Re: [PATCH v4 26/31] mm: vmscan: prepare for reparenting MGLRU folios
From: Harry Yoo
Date: Thu Feb 12 2026 - 03:48:17 EST
On Thu, Feb 05, 2026 at 05:01:45PM +0800, Qi Zheng wrote:
> From: Qi Zheng <zhengqi.arch@xxxxxxxxxxxxx>
>
> Similar to traditional LRU folios, in order to solve the dying memcg
> problem, we also need to reparenting MGLRU folios to the parent memcg when
> memcg offline.
>
> However, there are the following challenges:
>
> 1. Each lruvec has between MIN_NR_GENS and MAX_NR_GENS generations, the
> number of generations of the parent and child memcg may be different,
> so we cannot simply transfer MGLRU folios in the child memcg to the
> parent memcg as we did for traditional LRU folios.

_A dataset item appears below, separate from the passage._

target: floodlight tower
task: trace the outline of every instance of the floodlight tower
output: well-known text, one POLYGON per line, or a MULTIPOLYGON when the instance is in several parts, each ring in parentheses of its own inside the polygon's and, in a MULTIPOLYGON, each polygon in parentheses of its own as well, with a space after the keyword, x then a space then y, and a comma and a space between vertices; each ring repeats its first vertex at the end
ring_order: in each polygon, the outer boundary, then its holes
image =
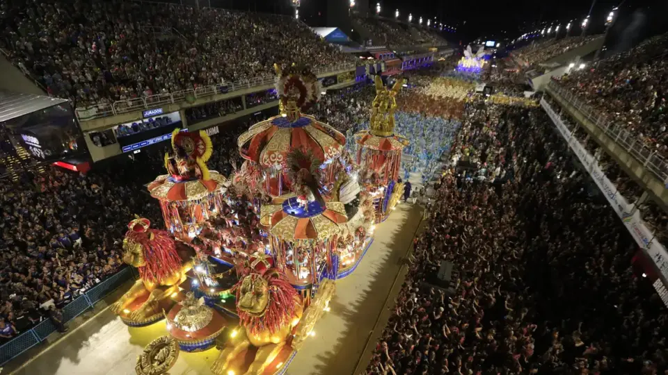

> 2. The generation information is stored in folio->flags, but we cannot
> traverse these folios while holding the lru lock, otherwise it may
> cause softlockup.
> 3. In walk_update_folio(), the gen of folio and corresponding lru size
> may be updated, but the folio is not immediately moved to the
> corresponding lru list. Therefore, there may be folios of different
> generations on an LRU list.
> 4. In lru_gen_del_folio(), the generation to which the folio belongs is
> found based on the generation information in folio->flags, and the
> corresponding LRU size will be updated. Therefore, we need to update
> the lru size correctly during reparenting, otherwise the lru size may
> be updated incorrectly in lru_gen_del_folio().
>
> Finally, this patch chose a compromise method, which is to splice the lru
> list in the child memcg to the lru list of the same generation in the
> parent memcg during reparenting. And in order to ensure that the parent
> memcg has the same generation, we need to increase the generations in the
> parent memcg to the MAX_NR_GENS before reparenting.
>
> Of course, the same generation has different meanings in the parent and
> child memcg, this will cause confusion in the hot and cold information of
> folios. But other than that, this method is simple enough, the lru size
> is correct, and there is no need to consider some concurrency issues (such
> as lru_gen_del_folio()).
>
> To prepare for the above work, this commit implements the specific
> functions, which will be used during reparenting.
>
> Suggested-by: Harry Yoo <harry.yoo@xxxxxxxxxx>
> Suggested-by: Imran Khan <imran.f.khan@xxxxxxxxxx>
> Signed-off-by: Qi Zheng <zhengqi.arch@xxxxxxxxxxxxx>
> ---
> include/linux/mmzone.h | 16 +++++
> mm/vmscan.c | 154 +++++++++++++++++++++++++++++++++++++++++
> 2 files changed, 170 insertions(+)
>
> diff --git a/include/linux/mmzone.h b/include/linux/mmzone.h
> index 3e51190a55e4c..0c18b17f0fe2e 100644
> --- a/include/linux/mmzone.h
> +++ b/include/linux/mmzone.h
> diff --git a/mm/vmscan.c b/mm/vmscan.c
> index e2d9ef9a5dedc..8c6f8f0df24b1 100644
> --- a/mm/vmscan.c
> +++ b/mm/vmscan.c
> +void lru_gen_reparent_memcg(struct mem_cgroup *memcg, struct mem_cgroup *parent)
> +{
> + int nid;
> +
> + for_each_node(nid) {
> + struct lruvec *child_lruvec, *parent_lruvec;
> + int type, zid;
> + struct zone *zone;
> + enum lru_list lru;
> +
> + child_lruvec = get_lruvec(memcg, nid);
> + parent_lruvec = get_lruvec(parent, nid);
> +
> + for_each_managed_zone_pgdat(zone, NODE_DATA(nid), zid, MAX_NR_ZONES - 1)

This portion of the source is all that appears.